# How long is 1 round?



## quaidbrown (Feb 16, 2009)

Let's say I have a "Stunning Surge" weapon (Magic Item Comp. 44). 

"On a successful melee attack you can command this weapon to surge... it is stunned for 1 round).

Let's say they have init 10, I have init 5.

10: it attacks....

5: I attack and stun for 1 rnd.
<new round>
10: *stunned*

5: I attack? or it attacks first?

If it attacks first, the stun was rather pointless. Except that any teammates I may have could take advantage of his weakened defensive posture and he can't take AOOs.

What are the ins and outs of this? Depending on how it works, it would make a 2 round stun more than twice as powerful than a 1 round stun.

And most importantly, which page of which rule book covers this so I can show it to my players?


----------



## aboyd (Feb 16, 2009)

If the stun effect lasts one round, then it lasts precisely to the same point where it started.  If you hit it at the end of your turn, after you've taken a free action and a move action, then it will be stunned until the end of your next turn.  That means it loses 1 turn for itself.

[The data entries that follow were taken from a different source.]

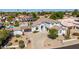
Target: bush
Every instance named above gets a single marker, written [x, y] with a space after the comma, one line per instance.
[16, 24]
[35, 31]
[21, 44]
[18, 36]
[75, 34]
[16, 40]
[9, 44]
[53, 33]
[77, 37]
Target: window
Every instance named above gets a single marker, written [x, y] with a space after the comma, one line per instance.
[36, 28]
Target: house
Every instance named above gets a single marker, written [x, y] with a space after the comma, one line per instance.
[17, 32]
[25, 27]
[24, 18]
[43, 24]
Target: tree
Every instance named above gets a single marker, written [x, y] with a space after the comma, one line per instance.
[4, 34]
[75, 13]
[21, 44]
[34, 15]
[57, 15]
[68, 33]
[53, 33]
[16, 23]
[9, 18]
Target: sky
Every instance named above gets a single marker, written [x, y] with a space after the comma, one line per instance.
[39, 4]
[32, 10]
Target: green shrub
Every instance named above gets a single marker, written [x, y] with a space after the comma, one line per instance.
[18, 36]
[21, 44]
[75, 34]
[16, 40]
[53, 33]
[9, 44]
[35, 31]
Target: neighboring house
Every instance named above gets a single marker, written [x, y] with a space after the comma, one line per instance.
[25, 27]
[17, 32]
[43, 24]
[24, 18]
[62, 31]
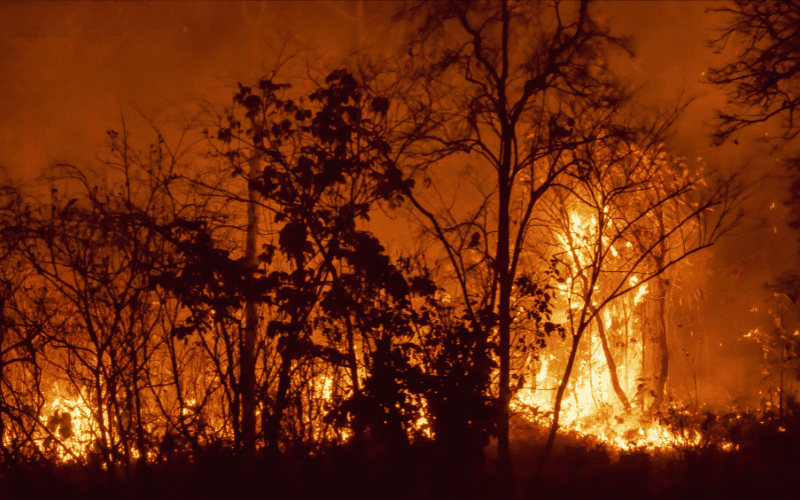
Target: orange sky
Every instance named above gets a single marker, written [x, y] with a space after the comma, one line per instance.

If you hit it at the start of your turn and then proceed to do a move action afterwards, it will be stunned until the start of your next turn.


----------



## quaidbrown (Feb 16, 2009)

Do you have a rule reference for that? I've heard just about every possible answer to this question stated with every possible level of certainty.


----------



## irdeggman (Feb 16, 2009)

From the SRD:



> THE COMBAT ROUND
> Each round represents 6 seconds in the game world. A round presents an opportunity for each character involved in a combat situation to take an action.
> 
> Each round’s activity begins with the character with the highest initiative result and then proceeds, in order, from there. Each round of a combat uses the same initiative order. When a character’s turn comes up in the initiative sequence, that character performs his entire round’s worth of actions. (For exceptions, see Attacks of Opportunity and Special Initiative Actions.)
> ...




Or go to the PHB pg 138. The effect of the monk's stunning fist is a specific example there.


----------



## quaidbrown (Feb 16, 2009)

Sweet. Thank you irdeggman.

I see it says:



> For example, a monk acts on initiative count 15. The monk's stunning attack stuns a creature for 1 round. The stun lasts through initiative count 16 in the next round, not until the end of the current round. On initiative count 15 in the next round, the stun effect has ended and the previously stunned creature can act.




Now... at init 15, both the monk and the stunned creature seem to have equal rights to acting at init 15.  As a DM I'd probably rule that whoever has the highest init modifier would win, since this is how ties are typically broken. This would make improved initiative or a high dex quite valuable to a character who has 1 round effects. I'd never thought of that before.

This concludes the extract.